Avete quasi centrato l'obiettivo. Ma non è una reazione fantachimica o fantasmatica.

I fiumi corrodono i ponti e consumano le monete.

Quella moneta è quasi sicuramente autentica...se l'autore della discussione proposta avesse dei dubbi al riguardo..

Dico "quasi" per scrupolo e coerenza, perchè è comunque una foto di un oggetto distante.

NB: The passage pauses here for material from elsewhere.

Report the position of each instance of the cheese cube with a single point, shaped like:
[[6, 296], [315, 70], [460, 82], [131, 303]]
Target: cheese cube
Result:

Il Tevere è sogggetto a regimi diversi. Più o meno corrente, più o meno livello, più o meno detriti. Le monete per centinaia di anni si muovono, vengono colpite da sassolini, detriti di vario genere e misura, come in un microbombardamento che dura molto tempo. A volte la moneta viene coperta dalla sabbia di sponda e di fondo. Poi alla prossima piena si può nuovamente scoprire e inizia di nuovo il processo. Quindi il fenomeno può essere più o meno uniforme. Se poi si formano delle concrezioni su una parte della superficie quella rimane protetta. Così capitano quelle monete di fiume che hanno un lato più lavorato dai microdetriti e anche da qualche macro.... A volte una parte è stata più lavorata dell'altra che era occlusa. O la moneta si può incastare da qualche parte per la forza della corrente, o la stessa arriva ad un salto d'acqua (come alll’isola Tiberina) che la spinge ad incastrarsi in in una spaccatura. La parte che rimane più esposta continua ad essere "lavorata" dagli eventi e dagli incontri.

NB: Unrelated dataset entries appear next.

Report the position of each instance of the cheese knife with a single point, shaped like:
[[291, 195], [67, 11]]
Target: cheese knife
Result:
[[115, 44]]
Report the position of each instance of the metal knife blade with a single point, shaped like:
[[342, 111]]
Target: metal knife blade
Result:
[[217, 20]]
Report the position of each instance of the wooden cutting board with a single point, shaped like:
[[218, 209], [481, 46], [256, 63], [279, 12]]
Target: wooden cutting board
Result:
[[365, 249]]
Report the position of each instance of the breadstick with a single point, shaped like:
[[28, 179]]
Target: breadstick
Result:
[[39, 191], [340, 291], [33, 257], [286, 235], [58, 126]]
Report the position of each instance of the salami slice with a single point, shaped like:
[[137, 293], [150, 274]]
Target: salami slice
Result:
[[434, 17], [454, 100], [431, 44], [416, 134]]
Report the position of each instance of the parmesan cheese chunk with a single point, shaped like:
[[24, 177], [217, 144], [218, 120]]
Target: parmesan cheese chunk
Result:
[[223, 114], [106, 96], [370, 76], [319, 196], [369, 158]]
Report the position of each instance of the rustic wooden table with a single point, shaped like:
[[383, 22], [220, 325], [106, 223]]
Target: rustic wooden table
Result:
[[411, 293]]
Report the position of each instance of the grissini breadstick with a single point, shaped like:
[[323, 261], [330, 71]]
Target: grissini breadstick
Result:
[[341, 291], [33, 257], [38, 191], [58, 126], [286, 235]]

In pratica c'è una continua ma lentissima asportazione del metallo con abbassamento non uniforme dello stesso e che lascia escrescenze. Ciò è visibilissimo nell'ingrandimento postato, dove ad esempio la A è quasi completamente abrasa, altra lettere vicine meno. Sono rimasti rimasti un piccoli vertici casuali. Questi vertici o puntini o bozzettini, che dir si voglia, sono le escrescenze del casuale e secolare microprocesso, poichè nel microbombardamento a fasi alterne, alcuni punti subiscono meno in una infinita causaltà di microurti. Oppure in quel piccolo punto la lega del metallo ha assunto una maggiore consistenza equindi resiste meglio, o ancora quel punto era coperto da una delle concrezioni che maculano la superficie e poi vengono asportate perché antiestetiche.

Sto per fare un esempio improprio ma pensate al parco della Monument Valley negli Usa dove hanno girato Ombre Rosse (che film!). Tuttavia si tratta di un esempio solo visivo, ma non analogo perchè quella valle si è formata per dilavamento uniforme, e non per microimpatti da corpuscoli in movimento liquido.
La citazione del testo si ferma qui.